I would assume the point of his marriage is to become a family, and his girlfriend to become his wife, and her parents to be treated as he treats his own. And for their unity to be shared and celebrated with their family.

That he can't see your family is absolutely staggering. What's the point of living together? What's the point if a wedding?

SusanneLinder · 05/01/2019 16:04

So you are going to go to this wedding and be the Best Man, and allow your oldest child to be an attendant despite your stepchildren not being invited and on the day your wife and stepchildren will be at home. Shows exactly where your priorities lie.
So glad my husband would have the balls to stand up to his brother, if he had ever done this ( he didn't).
Like other posters said...disgusting.

AliasGrape · 05/01/2019 16:21

I’m getting married this year, the only children invited are my 8 nephews and nieces. Actually 3 of them are ‘step’ but it wouldn’t occur to me not to invite them/include them because they’re all children and all part of the family. I think your brother has made a cruel, divisive and selfish choice and I think you are weak for going along with it. Your wife and (step) children will remember this and your other children and family members have learned it’s ok by you to treat them as lesser. Very sad.
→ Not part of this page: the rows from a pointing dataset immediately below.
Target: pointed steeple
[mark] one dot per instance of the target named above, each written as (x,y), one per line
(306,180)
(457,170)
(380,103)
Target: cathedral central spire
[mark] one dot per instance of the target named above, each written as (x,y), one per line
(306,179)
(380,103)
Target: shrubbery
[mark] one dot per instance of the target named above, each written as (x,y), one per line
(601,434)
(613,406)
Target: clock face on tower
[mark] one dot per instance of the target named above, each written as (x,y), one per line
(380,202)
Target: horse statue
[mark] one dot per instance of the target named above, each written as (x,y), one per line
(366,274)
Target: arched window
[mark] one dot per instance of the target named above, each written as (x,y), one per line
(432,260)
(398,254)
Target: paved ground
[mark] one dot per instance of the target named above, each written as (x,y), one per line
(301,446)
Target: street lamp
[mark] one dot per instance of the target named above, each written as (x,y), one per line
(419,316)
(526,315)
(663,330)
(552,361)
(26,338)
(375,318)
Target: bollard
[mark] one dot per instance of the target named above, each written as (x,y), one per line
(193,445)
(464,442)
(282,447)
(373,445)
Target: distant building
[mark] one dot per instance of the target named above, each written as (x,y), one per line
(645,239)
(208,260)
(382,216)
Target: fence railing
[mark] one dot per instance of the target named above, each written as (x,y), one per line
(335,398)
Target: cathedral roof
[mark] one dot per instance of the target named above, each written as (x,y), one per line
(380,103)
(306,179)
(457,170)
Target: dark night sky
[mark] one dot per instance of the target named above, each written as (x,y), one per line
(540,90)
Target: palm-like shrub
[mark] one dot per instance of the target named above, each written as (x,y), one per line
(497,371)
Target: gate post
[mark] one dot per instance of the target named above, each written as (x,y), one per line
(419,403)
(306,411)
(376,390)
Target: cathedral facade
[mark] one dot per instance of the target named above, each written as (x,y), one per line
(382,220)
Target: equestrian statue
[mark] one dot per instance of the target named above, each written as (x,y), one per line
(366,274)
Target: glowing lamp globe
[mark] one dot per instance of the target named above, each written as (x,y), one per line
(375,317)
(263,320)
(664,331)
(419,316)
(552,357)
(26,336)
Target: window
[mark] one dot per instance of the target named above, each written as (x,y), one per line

timeisnotaline · 05/01/2019 16:30

I couldn’t do a best man speech about your brother. Knowing he has happily excluded your wife and some of your blended children. What can you say? Bro, I’m tryyibg to enjoy this as I won’t see you as much in the future because of the statement you’ve made about my wife and her children, I’ll be lucky if she looks at me the same way tomorrow and don’t expect her to like you ever again?